Written by Quorica Capital M&A Team – Anton Meaney

On January 23rd, 2024, Realty Income closed on its target Spirit Realty Capital. It was an all-stock transaction valued at US$9.3bn. It acts as a significant moment in Realty Income’s history, as well as placing them in a strong position in the real estate investment trust (REIT) sector.


Transaction Overview:

  • Acquirer: Realty Income
  • Target: Spirit Capital
  • Announcement: January 23rd, 2024
  • Deal value: US$9.3bn
  • Deal Structure: All-stock
  • Acquirer transaction advisors: Wells Fargo
  • Target transaction advisors: J.P. Morgan Securities and Morgan Stanley

Strategic Rationale:

  • Expansion and diversification: Deal is expected to increase annualized
    contractual rent from US3.8bn to US$4.5bn.

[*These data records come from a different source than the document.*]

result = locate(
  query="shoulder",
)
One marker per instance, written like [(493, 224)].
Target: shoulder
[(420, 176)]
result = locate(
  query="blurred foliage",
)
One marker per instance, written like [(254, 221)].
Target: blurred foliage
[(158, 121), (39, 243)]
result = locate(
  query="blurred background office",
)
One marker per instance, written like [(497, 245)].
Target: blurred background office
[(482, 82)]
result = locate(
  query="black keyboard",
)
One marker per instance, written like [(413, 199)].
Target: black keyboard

Realty Income’s industrial property assets are expected to represent 15.1% of annualized contractual rent, up from 13.1% prior to the acquisition.
  • Valuation and capital markets: The acquisition saw Realty Income’s total enterprise value reach US$63bn. This sees Realty Income become the 4th largest REIT in the S&P 500, expecting to remain in the top 200 companies.
  • Significant AFFO per share (cashflow per shareholder) accretion without taking on further debt: Realty Income estimates annualized AFFO per share to be over 2.5% accretive, while maintaining a combined leverage ratio of 5.5x, compared to its standalone position.
  • Deal not expected to require public capital: Realty Income will likely finance this deal without raising additional public capital. This is supported by Spirit’s existing cheap debt of US$4.1bn at a 3.48% interest rate.

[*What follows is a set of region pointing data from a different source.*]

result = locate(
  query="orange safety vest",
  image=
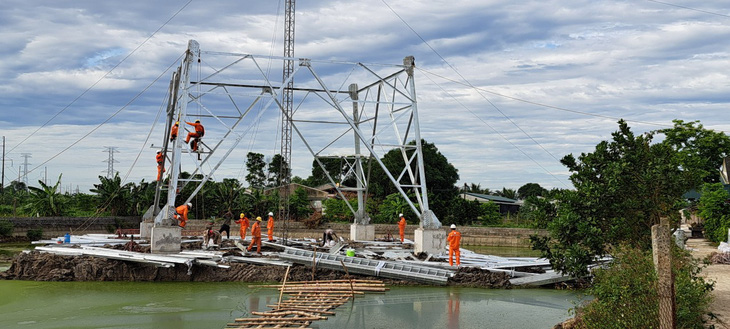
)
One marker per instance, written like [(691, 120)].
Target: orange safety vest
[(256, 230), (183, 211), (454, 239), (198, 128)]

Strategic Advantages for Realty Income and their Shareholders:

  • Assets of Realty Income and Spirit will form under one portfolio, increasing revenue. The combined portfolios will increase annualized contractual rent from US$3.8bn to US$4.5bn, a significant rise in revenue.
  • Further, the combined portfolio will benefit Realty Income in terms of reduced rent concentration for nine of its top ten industries. This will ensure diversity across different industries, meaning it won’t rely as heavily on just a few, increasing long-term stability.
  • As Realty Income is a real estate investment trust (REIT), they pay most of their income as dividends to their shareholders. Increased rental revenue and significant AFFO per share accretion benefits shareholder as their dividends will rise.

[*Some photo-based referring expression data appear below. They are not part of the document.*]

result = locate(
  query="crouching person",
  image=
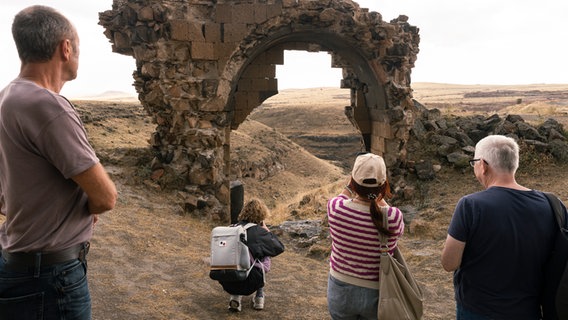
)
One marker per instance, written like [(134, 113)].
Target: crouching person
[(263, 245)]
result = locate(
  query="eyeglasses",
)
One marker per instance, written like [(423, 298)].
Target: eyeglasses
[(473, 161)]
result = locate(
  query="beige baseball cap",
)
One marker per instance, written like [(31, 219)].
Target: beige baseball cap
[(369, 170)]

Strategic Advantages for Spirit Realty Income:

  • This deal increases the scale at which Spirit operates at. Their portfolio
    previously consisted of just 2,064 properties, significantly less than the over 13,100 of Realty Income. They become part of a much larger and more established entity with a dominant market presence.
  • Spirit shareholders may see an increase in their stock price through the benefits of this merger. This could prove a favourable exit strategy, allowing investors to realize on their investments.

Competitive Edge for the Combined Entity:

  • Increased scale, diversification and stronger market presence. Can also benefit from economies of scale and spread costs over more properties.

Impact on Real Estate Market:

  • May lead to higher valuations of properties within the combined entities portfolio. Due to its scale, diversification and role as a market leader.
  • Increased competitive pressure on smaller REITs and private investors. Could lead to the new entity offering more attractive lease terms to tenants due to their improved operational efficiency.

Impact on REIT sector:

  • May increase borrowing costs for smaller REITs as they perceive them as risker than the combined entity.
  • Investors may choose to invest into more diverse REITs and focus on dividend reliability when choosing where to invest.

To conclude, this merger improves Realty Income’s scale, diversification and market position. It has strong benefits for shareholders as increased revenues will likely see increased dividends paid. The overall impact on the real estate market is a growing pressure on smaller REITs and private investors, as they struggle to compete with the combined entities operational efficiency. This may lead to reduced competition in the future.